Clark urged pharmacists to be aware of the Partners’ duties and restrictions section which normally contains the fiduciary duties that apply to a partnership and leave/authorised absence.

“The important point is, not the annual holidays, but sickness and maternity leave – do you get your drawings during the period of absence? Secondly, who pays for the locum during your absence? If you’re off sick, you’ll probably need a locum to replace you,” he said, warning the cost of a locum can be allocated against a pharmacist’s profit share.

He also said that if a pharmacist is off for a “significant” period of time, their entitlement to profit can stop and they can be expelled from the partnership.

The decision-making section, he said, contains important information about voting and how many votes a pharmacist can have in a partnership, while exit contains retirement clauses and mechanisms on expelling a partner.

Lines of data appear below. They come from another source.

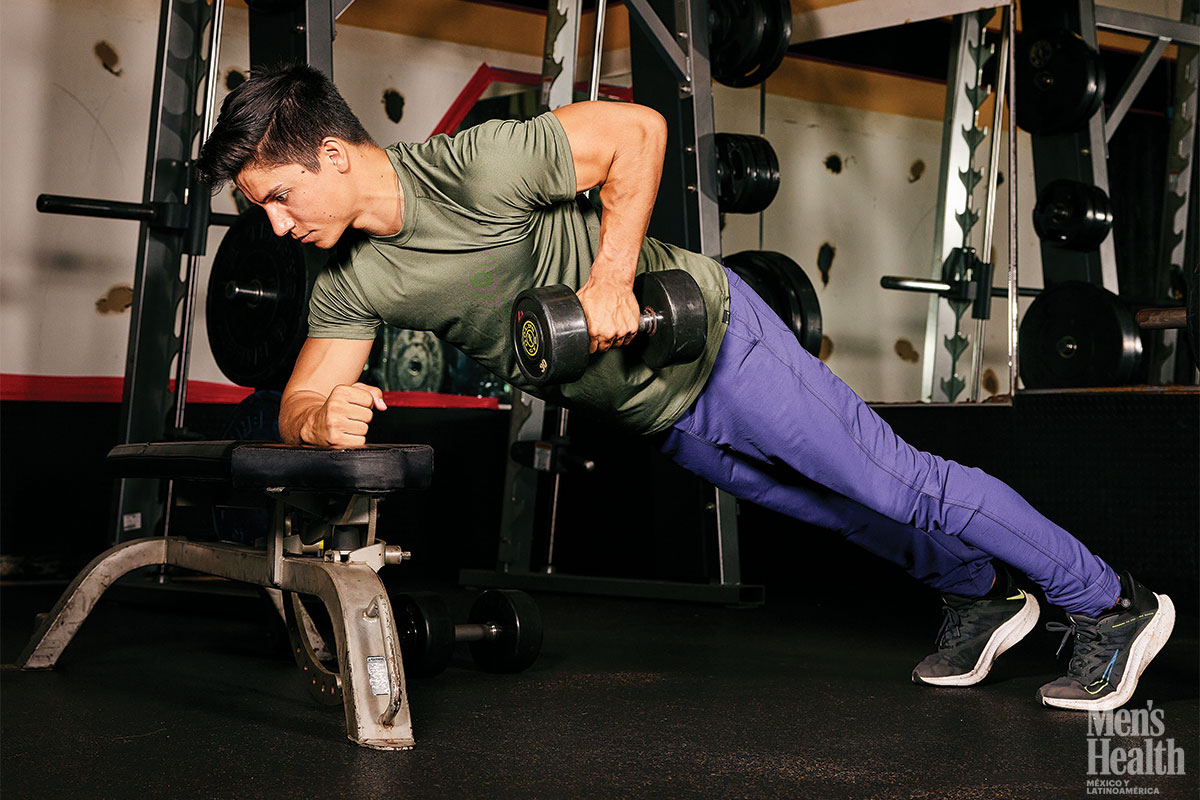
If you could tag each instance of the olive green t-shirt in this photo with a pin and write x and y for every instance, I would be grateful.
(487, 214)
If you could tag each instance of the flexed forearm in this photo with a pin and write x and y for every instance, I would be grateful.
(618, 148)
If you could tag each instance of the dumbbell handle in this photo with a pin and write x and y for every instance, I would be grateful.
(649, 322)
(1162, 318)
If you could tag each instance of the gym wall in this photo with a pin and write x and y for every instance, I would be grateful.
(858, 155)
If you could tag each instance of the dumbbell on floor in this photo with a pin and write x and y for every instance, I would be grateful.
(503, 630)
(550, 329)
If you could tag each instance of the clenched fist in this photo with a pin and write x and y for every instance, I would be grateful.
(343, 419)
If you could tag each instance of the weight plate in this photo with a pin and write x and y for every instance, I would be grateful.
(1073, 215)
(519, 630)
(1060, 82)
(803, 296)
(748, 40)
(426, 632)
(550, 335)
(257, 308)
(747, 173)
(411, 361)
(1078, 335)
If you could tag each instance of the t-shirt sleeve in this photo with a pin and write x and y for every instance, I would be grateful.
(339, 310)
(513, 167)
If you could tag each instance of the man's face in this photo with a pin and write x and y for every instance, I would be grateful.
(303, 204)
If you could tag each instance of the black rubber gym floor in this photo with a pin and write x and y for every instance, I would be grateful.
(186, 695)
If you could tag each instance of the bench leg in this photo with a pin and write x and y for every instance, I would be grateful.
(372, 674)
(60, 625)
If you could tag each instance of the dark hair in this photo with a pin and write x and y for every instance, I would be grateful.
(277, 116)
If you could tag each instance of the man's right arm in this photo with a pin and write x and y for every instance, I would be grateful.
(323, 403)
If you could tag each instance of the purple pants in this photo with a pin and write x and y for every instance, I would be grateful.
(775, 427)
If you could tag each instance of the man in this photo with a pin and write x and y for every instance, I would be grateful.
(443, 235)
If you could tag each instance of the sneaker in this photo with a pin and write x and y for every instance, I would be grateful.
(1111, 650)
(975, 631)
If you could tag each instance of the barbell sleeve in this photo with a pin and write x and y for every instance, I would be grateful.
(940, 287)
(88, 206)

Clark, however, said it can be difficult to prove certain behaviours have brought the partnership into disrepute. Finally, the entitlement of outgoing partner section sets out what a partner gets if they leave.

Severe consequences

Clark said “many GP partnerships” have a partnership deed in place but do not realise it is “not current or has not been signed and is not up-to-date.” The consequences of that, he said, “could be severe.”

He insisted that for pharmacists, the “most important stuff is not the contents of the deed” but to make sure there is a deed and to think about who they are going into partnership with.

“Who are they individually? How do they function as a partnership? Is it a partnership that runs well and everyone’s happy?”

Independent Community Pharmacist asked Clark and English Pharmacy Board chair Thorrun Govind, who took part in the talk, if they had heard of any GPs pressurising community pharmacists to join their surgery. Both said they had not.